Un rey negro

(Este es el cuento que presenté, sin éxito, al VII Certamen de Cuentos de Navidad ‘Heraldo de los Reyes Magos’)

La llegada de Beltza provocó un revuelo entre los pacientes como no se recordaba hace años. Pocas veces se había visto a los residentes de la clínica tan ilusionados, ni siquiera cuando se derribó el muro del patio para convertir la zona de esparcimiento en un luminoso jardín.

Con apenas cinco meses de vida, el cachorro de galgo, tan negro como despierto, supo ganarse en días el afecto de la mayoría de la clínica. Bastaba observar su comportamiento con los pacientes para entender por qué Beltza era tan querido. De no tratarse de un perro, uno podía llegar a pensar que conocía su misión allí: la terapia asistida con animales para personas con enfermedad mental.
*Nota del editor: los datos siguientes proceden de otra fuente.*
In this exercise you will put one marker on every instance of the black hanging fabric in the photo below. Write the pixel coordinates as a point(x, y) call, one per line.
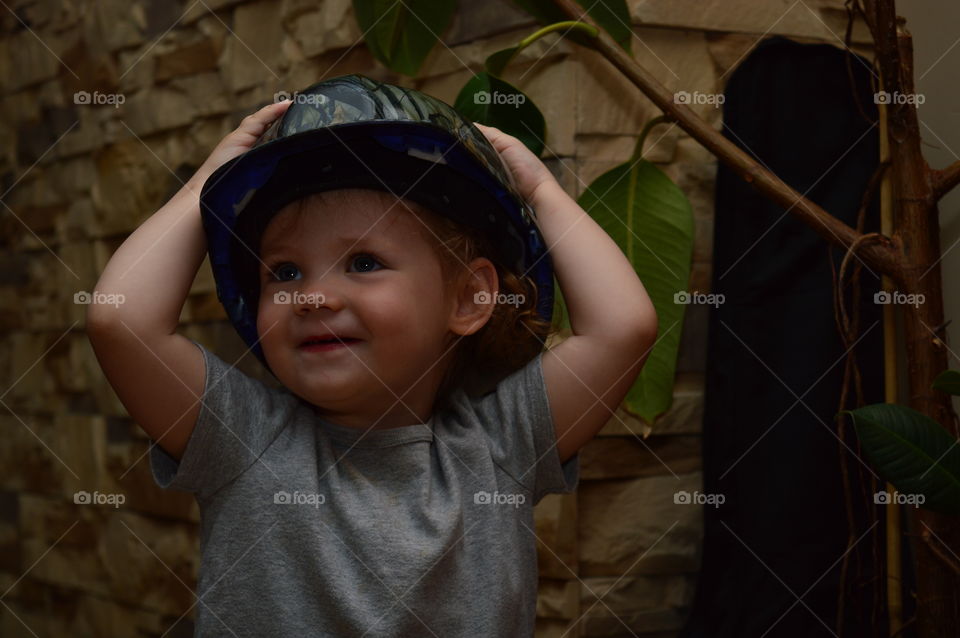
point(773, 344)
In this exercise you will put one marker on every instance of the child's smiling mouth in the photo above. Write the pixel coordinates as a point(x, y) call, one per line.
point(323, 343)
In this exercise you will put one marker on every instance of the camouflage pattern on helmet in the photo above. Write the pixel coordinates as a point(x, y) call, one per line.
point(357, 98)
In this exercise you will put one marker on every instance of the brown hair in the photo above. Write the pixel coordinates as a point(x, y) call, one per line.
point(510, 338)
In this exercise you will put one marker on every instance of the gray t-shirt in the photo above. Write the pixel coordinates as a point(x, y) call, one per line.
point(309, 528)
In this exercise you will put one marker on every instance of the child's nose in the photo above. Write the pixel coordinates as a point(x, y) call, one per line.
point(317, 293)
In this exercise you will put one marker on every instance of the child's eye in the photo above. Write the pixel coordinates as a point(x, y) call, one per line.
point(365, 262)
point(281, 270)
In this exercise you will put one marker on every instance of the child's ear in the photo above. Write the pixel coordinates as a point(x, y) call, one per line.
point(475, 293)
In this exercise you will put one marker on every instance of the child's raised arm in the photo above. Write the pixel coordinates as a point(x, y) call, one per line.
point(157, 374)
point(613, 320)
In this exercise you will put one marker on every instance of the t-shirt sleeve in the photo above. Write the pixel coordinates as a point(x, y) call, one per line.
point(239, 418)
point(522, 439)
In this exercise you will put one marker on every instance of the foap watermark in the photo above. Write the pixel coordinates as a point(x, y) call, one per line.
point(685, 97)
point(512, 99)
point(886, 498)
point(898, 298)
point(99, 99)
point(684, 298)
point(300, 98)
point(883, 97)
point(100, 298)
point(84, 497)
point(511, 299)
point(299, 498)
point(486, 498)
point(315, 299)
point(698, 498)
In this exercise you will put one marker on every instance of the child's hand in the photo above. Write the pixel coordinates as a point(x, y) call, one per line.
point(242, 138)
point(528, 171)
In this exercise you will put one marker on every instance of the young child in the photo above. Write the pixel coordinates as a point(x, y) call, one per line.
point(372, 495)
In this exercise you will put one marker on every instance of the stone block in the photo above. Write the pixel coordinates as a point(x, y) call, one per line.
point(28, 447)
point(635, 527)
point(823, 19)
point(332, 26)
point(631, 457)
point(608, 103)
point(130, 185)
point(558, 599)
point(31, 59)
point(192, 57)
point(555, 522)
point(640, 605)
point(255, 54)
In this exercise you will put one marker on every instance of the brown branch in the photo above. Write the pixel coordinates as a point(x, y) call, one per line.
point(882, 255)
point(944, 180)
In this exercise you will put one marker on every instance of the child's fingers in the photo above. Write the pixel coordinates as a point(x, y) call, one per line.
point(257, 122)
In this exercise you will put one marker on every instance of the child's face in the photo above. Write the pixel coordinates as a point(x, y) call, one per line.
point(346, 265)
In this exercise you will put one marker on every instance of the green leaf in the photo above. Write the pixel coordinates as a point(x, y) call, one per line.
point(651, 221)
point(402, 34)
point(911, 451)
point(948, 381)
point(494, 102)
point(613, 16)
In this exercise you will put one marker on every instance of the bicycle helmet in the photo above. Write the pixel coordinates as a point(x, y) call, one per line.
point(354, 132)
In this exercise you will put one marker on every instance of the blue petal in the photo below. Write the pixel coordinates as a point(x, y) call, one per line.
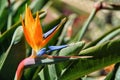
point(52, 48)
point(41, 52)
point(49, 32)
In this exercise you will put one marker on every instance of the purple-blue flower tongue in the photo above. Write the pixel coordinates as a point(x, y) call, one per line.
point(52, 48)
point(49, 32)
point(41, 52)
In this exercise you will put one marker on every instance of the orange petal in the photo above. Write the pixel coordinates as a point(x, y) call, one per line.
point(38, 35)
point(26, 33)
point(45, 41)
point(28, 17)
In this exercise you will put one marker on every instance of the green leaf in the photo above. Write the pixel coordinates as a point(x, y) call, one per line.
point(103, 55)
point(10, 57)
point(107, 36)
point(3, 4)
point(112, 74)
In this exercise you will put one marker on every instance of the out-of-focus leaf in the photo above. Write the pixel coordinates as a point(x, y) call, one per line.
point(103, 55)
point(107, 36)
point(117, 75)
point(83, 30)
point(110, 36)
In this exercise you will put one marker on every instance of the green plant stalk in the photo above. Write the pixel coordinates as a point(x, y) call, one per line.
point(83, 30)
point(103, 55)
point(111, 75)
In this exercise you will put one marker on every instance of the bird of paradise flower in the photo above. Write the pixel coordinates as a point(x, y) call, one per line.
point(37, 40)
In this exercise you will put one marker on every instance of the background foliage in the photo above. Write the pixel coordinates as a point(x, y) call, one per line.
point(92, 34)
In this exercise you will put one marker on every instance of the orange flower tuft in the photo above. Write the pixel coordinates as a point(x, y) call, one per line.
point(33, 31)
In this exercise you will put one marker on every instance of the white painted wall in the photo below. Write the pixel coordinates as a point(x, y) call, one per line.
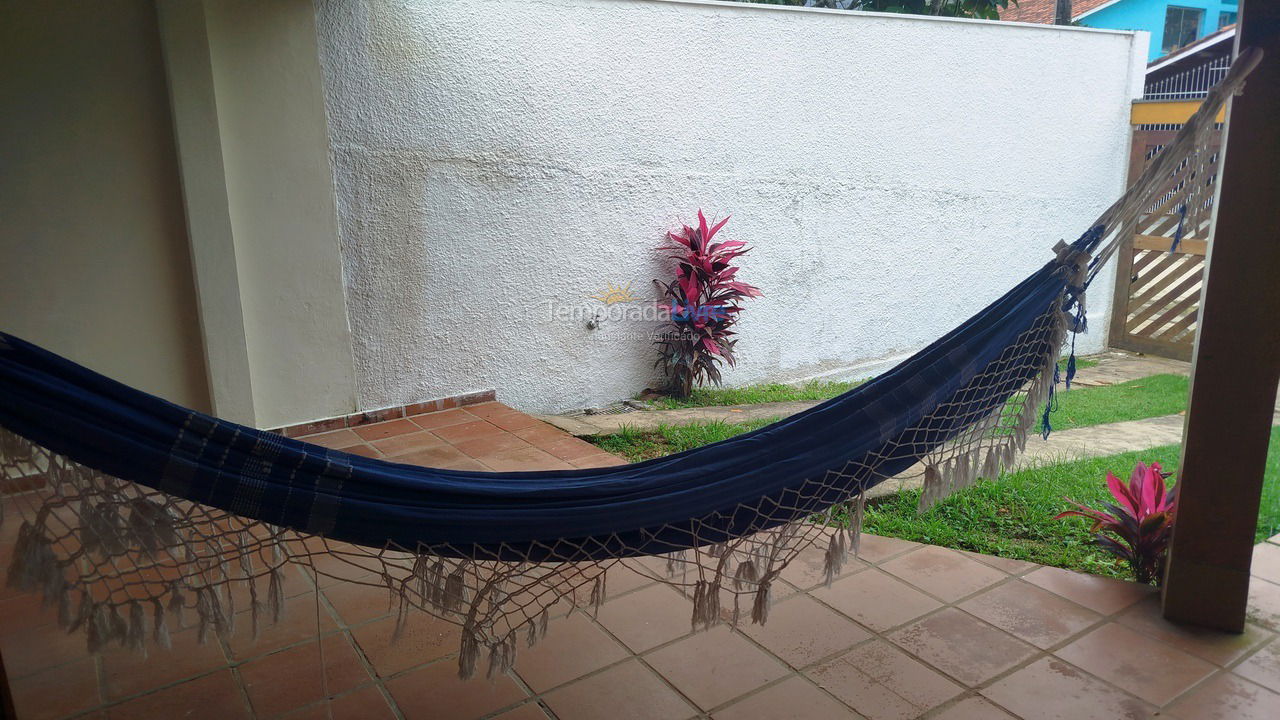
point(894, 174)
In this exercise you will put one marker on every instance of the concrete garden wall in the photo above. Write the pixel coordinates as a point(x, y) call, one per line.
point(498, 163)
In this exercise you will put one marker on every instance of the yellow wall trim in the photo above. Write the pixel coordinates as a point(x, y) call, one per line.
point(1160, 112)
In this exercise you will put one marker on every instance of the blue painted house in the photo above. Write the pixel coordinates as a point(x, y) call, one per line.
point(1171, 23)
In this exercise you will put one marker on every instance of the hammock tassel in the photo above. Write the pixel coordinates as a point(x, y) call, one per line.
point(176, 604)
point(469, 654)
point(835, 557)
point(137, 633)
point(855, 527)
point(455, 589)
point(275, 595)
point(160, 625)
point(760, 606)
point(932, 486)
point(598, 592)
point(707, 606)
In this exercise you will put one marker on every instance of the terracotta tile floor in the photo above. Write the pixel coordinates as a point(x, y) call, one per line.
point(906, 630)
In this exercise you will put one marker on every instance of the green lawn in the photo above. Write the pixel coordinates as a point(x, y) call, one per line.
point(1013, 516)
point(782, 392)
point(666, 440)
point(754, 395)
point(1144, 397)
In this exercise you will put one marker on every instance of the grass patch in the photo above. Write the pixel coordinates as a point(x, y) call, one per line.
point(638, 445)
point(1133, 400)
point(755, 395)
point(1014, 516)
point(810, 391)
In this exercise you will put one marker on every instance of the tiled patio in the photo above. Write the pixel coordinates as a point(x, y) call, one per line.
point(908, 630)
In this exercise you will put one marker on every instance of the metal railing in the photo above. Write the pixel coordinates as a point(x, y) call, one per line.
point(1189, 83)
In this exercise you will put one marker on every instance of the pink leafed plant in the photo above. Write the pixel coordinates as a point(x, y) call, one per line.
point(703, 305)
point(1141, 522)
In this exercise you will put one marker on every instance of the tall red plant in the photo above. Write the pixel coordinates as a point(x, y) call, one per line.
point(703, 305)
point(1141, 522)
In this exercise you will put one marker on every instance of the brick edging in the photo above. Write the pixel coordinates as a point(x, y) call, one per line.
point(368, 417)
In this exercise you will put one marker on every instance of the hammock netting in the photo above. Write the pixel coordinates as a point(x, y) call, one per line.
point(138, 515)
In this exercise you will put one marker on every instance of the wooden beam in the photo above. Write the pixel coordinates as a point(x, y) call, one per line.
point(1237, 358)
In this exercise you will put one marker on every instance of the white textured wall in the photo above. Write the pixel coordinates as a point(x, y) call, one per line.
point(894, 174)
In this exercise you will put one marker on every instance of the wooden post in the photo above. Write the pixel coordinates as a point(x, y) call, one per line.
point(1237, 359)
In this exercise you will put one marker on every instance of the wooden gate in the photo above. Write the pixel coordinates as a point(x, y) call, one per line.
point(1157, 291)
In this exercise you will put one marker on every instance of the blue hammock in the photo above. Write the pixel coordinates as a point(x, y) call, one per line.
point(640, 509)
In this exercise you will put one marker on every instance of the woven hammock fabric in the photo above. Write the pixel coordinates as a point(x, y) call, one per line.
point(136, 510)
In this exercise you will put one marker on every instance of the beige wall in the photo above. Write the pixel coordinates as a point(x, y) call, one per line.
point(94, 256)
point(269, 99)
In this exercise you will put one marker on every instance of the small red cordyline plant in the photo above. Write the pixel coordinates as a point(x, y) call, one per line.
point(1141, 522)
point(703, 305)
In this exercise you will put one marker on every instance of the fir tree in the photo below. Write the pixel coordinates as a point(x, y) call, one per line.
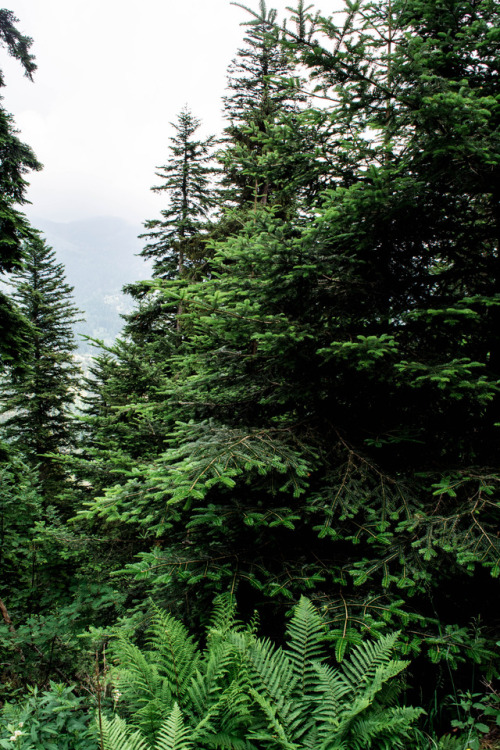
point(261, 93)
point(37, 403)
point(337, 395)
point(177, 241)
point(16, 160)
point(186, 181)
Porque de otra manera era difícil comprender la paciencia con que el galgo aguantaba que cada mañana una persona distinta tirara de su correa en el grupo de paseo. Parecía entender la ilusión con que vivía el encargado diario su protagonismo de cuidador. O así lo transmitía su actitud dócil y su falta de reacción hacia los tirones, inintencionadamente bruscos en la mayoría de ocasiones.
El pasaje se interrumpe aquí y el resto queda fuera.